Les organisations patronales réclament de la stabilité politique et réglementaire
La commission des affaires économiques de l’Assemblée nationale présidée par Aurélie Trouvé (LFI) auditionnait mercredi 29 janvier les représentants du Medef, de la CGPME et de l’U2P à l’occasion d’une table-ronde sur l’activité économique, la production et l’emploi en France. Des dirigeants qui se disent inquiets de la conjoncture tant économique que politique.
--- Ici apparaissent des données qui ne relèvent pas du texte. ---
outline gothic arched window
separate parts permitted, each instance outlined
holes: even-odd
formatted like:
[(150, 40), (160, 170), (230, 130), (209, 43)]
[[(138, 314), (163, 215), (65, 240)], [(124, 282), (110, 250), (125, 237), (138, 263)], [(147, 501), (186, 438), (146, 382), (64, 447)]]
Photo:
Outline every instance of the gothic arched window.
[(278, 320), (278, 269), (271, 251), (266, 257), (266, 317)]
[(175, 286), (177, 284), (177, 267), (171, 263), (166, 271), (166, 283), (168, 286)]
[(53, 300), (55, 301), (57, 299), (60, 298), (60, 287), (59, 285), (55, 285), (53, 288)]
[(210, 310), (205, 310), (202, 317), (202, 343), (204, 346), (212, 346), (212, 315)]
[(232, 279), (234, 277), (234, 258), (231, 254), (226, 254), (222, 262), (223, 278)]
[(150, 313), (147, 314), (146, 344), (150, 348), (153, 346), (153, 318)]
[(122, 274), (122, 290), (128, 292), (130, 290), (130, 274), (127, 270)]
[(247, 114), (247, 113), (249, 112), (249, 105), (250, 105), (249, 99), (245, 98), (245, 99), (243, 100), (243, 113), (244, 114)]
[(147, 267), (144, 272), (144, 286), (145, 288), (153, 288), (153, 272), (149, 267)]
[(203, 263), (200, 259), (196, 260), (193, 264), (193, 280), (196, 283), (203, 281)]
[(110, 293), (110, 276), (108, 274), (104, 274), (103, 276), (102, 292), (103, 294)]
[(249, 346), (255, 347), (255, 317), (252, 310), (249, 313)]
© Capture vidéo Assemblée nationale/ Michel Picon, Amir Reza-Tofighi, Patrick Martin et Aurélie Trouvé
Après avoir auditionné les organisations syndicales le 14 janvier dernier, la commission des affaires économiques de l’Assemblée nationale a reçu mercredi 29 janvier trois organisations patronales, le Medef, la CPME et l’U2P (Union des entreprises de proximité), afin de sonder leur état d’esprit et d’entendre leurs propositions pour juguler un contexte qui inquiète beaucoup de dirigeants. Une inquiétude que partage le président du Medef, Patrick Martin, qui a voulu souligner avec solennité "la gravité" de la situation économique du pays sur fond de défaillances d’entreprises et de remontée du chômage ainsi que "le décalage important entre le débat politique et la réalité économique et sociale que nous vivons". Sur le terrain, le dirigeant du Medef observe un nombre croissant de procédures collectives qui touchent des entreprises dont la taille moyenne augmente, avec pour couronner le tout un périmètre de secteurs touchés qui s’élargit, notamment dans l’industrie. Conséquence : le chômage repart à la hausse. Une situation sur laquelle "nous avions déjà alerté fin août", rappelle avec une certaine amertume Patrick Martin. Car au-delà des difficultés économiques conjoncturelles, "l’aléa et l’incertitude" créés par la dissolution et la censure du gouvernement Barnier pèsent lourd dans la balance. En clair, "la France se met à contresens de ce qui se passe dans le reste du monde", et même plus près de nous chez nos partenaires européens tels que la Pologne, l’Espagne ou encore le Portugal qui aujourd’hui "se portent bien" et ont fait le choix de baisser leur taux d’imposition sur les sociétés afin de renforcer la compétitivité de leurs entreprises.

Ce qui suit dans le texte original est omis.